Our mission: zero pellet loss
Plastic pellets are not necessarily a subject that the average person thinks about all too often. But for packaging manufacturers, it’s an essential aspect of their business.
No pellets would mean no preforms, caps or bottles. Pellets are little pieces of raw plastic needed for manufacturing plastic packaging and they come in many different colours. However, their size is what can make them difficult to handle – they easily fall into cracks or behind machinery and can also get stuck in the soles of workers’ shoes.
Which is why it is important to take active steps to minimise pellet loss as much as possible, and there are programmes committed to this goal. ALPLA also wanted to take action and implemented a plan for factories and plants to help them achieve Zero Pellet Loss. It is based on the voluntary guidelines introduced by the Austrian government to prevent plastic raw materials from entering waterbodies.

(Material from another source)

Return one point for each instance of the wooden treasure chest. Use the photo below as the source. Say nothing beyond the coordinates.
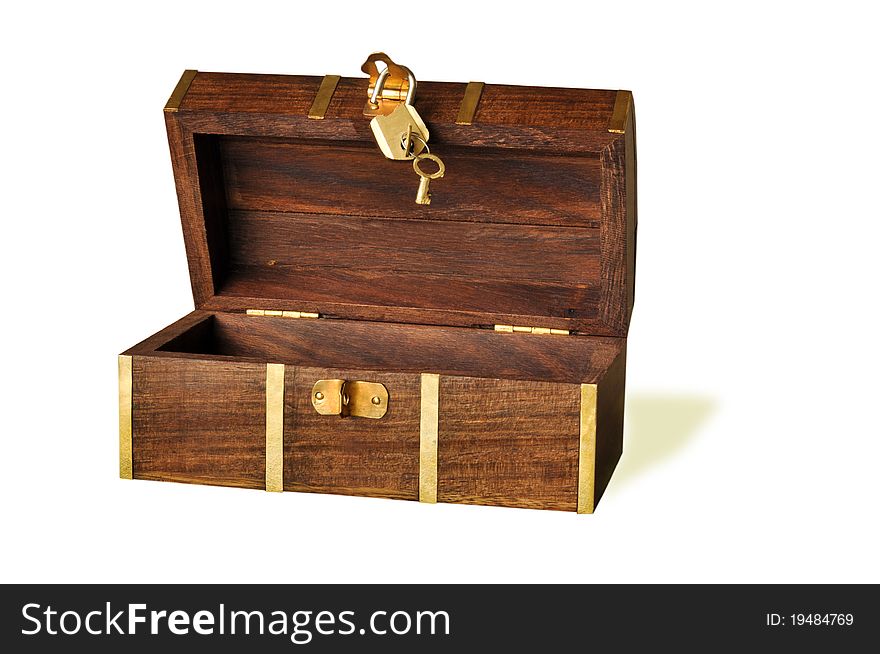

What kind of measures can plants take to improve their pellet loss rate? The best way to answer this question is to visit one of the plants that has already implemented the measures. This is why our journey took us to Fussach, Austria, where we were shown around by Kerstin Ghesla, who is on the quality assurance team and is thus responsible for Zero Pellet Loss on-site.
Implementing zero pellet loss
For the implementation team, the first step in the process towards Zero Pellet Loss was to examine the plant in detail. ‘Trying to achieve Zero Pellet Loss forced us to rediscover our plant, as we literally left no stone unturned,’ Kerstin tells us. During the inspection, the people on the team identified and recorded the points where granules might get lost, and then the first appliances were installed.
There are many technical and logistical changes that accompany the implementation of Zero Pellet Loss – from custom-built vacuum cleaners to a drainage system that works like an oil separator. Vacuum cleaners were also given a special nozzle that makes hoovering up granules easier. They now have their own stations spread throughout the plant – the more readily available the vacuum cleaners are, the easier it is to quickly hoover whenever workers have a free minute.
The appliances on and around the silos were inspected particularly closely, as pellets can obviously spill when pouring the material into the silos or while emptying them. Collection trays were placed underneath the docking stations, which means the lost pellets are contained within this space and can then be easily retrieved.
Our employees are also a crucial part of this process, as they work with the machinery and experience first-hand where pellet loss occurs; one employee, for instance, suggested changing the angle of the linkage at the docking station, making sure the pellets drop back into the silo when removing the tube.
During our walk through the plant, we also saw that sifters were placed at many points to avoid the granules from entering the sewage water. For those few that do manage to find their way into the sewage water, a system was installed in which the water reaches a tank where the drainage pipe is situated in the middle. Polyethylene (PE) and polypropylene (PP) float on top because they are lighter than water. Polyethylene terephthalate (PET) sinks to the ground, meaning the granules stay in the tank and do not make it through the pipe that is placed midway.
The project devoted to Zero Pellet Loss is an ongoing process, and new measures are constantly being added. The examples above clearly demonstrate how the smallest changes can make a difference. And the best thing is that it’s a project everyone can actively get involved in, thus contributing to environmental protection. Luckily for us, the general awareness of this issue has definitely increased over the past years. This attention contributes positively to our mission, as people view the prevention of litter as an increasingly significant issue. The more people are involved, the bigger difference we can make – and the more pellets we can save.